Doug:
The billiard table metaphor feels worth pursuing. It's complex enough to represent something like the multifaceted nature of what was happening with us at TCU. So the table was solid, but the game was rigged - that's about right. God lets the rain fall on the rich and poor alike, I forget who said that, but it's truth.
Part of what I do, have been doing for a long time, is a sort of obsessive reassessment of the past, woulda-coulda-shoulda, as a half-assed defense against the depression that started to intrude quite a few years ago. I'd start to despair, feeling like a loser, flailing about looking for positives to hang onto: yeah, their game was fucked so I walked away, fuck them, but at the same time I'm telling myself, No, they're correct, They saw the real me and decided they didn't want me there, I wasn't good enough for them, I failed again. That's how it felt, and gradually that feeling, plus time, pushed completely out of my mind a lot of the detail of that year, details of the way that I, we, acted and reacted in response to the environment and its various stimuli.
(Same thing happened in the wake of the magazine company blow-up, even knowing how much of that was completely out of my hands and truly the responsibility of other people, the worst consequences were the direct result of actions and decisions over which I had little influence and no control - and what a fucked-up helpless feeling that is - blaming myself and beating myself up for getting myself, my family, into that situation, and the very sick feeling that, there I was, rubbing shoulders with heavy-hitters in the computer software and hardware, and magazine industries -- I was doing business with United Features Syndicate, Ally Oop, Ann Landers, Dear Abby, that's the kind of scale we're talking, they were going to pick up and syndicate the comic strips I had developed for Morph's Outpost and Blaster magazines, we were discussing having me write a weekly (to start out, then increase frequency in steps to daily) column about this exciting new world of interactive multimedia computing for newspapers in the US and around the world, the Interactive Superhighway, Cyberspace, I was interviewed on the radio, the big time was just around the corner, I was already developing a line of books to publish, a TV channel, in fact I did design an online version of the magazine for Apple's ill-fated eWorld, the first really cool online environment, in my humble opinion, which crashed and burned far too soon...in other words, major mass media exposure was within my grasp for the last half of 1993 and 1994 until just before Christmas when it all came crashing down, and I watched that big media career evaporate, smoke on the water, to coin a phrase -- a, and they saw me for what I really was, a loser, and as quickly as they had showered my partner and I with millions of dollars because they thought my ideas were smart, they just as quickly pulled the rug out from underneath us.

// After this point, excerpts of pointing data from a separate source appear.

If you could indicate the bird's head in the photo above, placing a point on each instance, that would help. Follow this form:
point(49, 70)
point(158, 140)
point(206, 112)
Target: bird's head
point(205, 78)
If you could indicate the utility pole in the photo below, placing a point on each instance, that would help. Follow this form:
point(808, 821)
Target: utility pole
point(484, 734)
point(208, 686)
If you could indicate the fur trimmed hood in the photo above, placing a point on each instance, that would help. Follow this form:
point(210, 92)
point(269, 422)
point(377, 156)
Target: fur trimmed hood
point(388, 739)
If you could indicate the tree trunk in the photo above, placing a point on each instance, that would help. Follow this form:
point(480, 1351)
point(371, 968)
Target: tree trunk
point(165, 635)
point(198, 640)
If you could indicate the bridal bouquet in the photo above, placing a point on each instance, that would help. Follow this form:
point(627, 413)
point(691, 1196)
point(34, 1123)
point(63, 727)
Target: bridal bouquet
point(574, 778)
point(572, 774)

If I could hold more of that in my mind - more of the evidence that I wasn't completely out of control and fucked up, more evidence that I was, to some degree at least, following a conscious program, maybe not hitting my intended objectives, but at least somewhat proactive, not a completely passive puppet of fate - maybe I could feel better about myself. Or something like that. Twisted thinking, I know, but that's where I've been for a long time.
The good news is that I've managed to emerge from the worst of that morass and have been feeling increasingly energetic, positive, able to do things. As a result, I've been doing more things, keeping busier, less time to mope and second-guess myself. Steadily, since the beginning of the year, the depression that has been kicking my ass for too long, has been lifting, and I'm feeling pretty human again. A welcome development.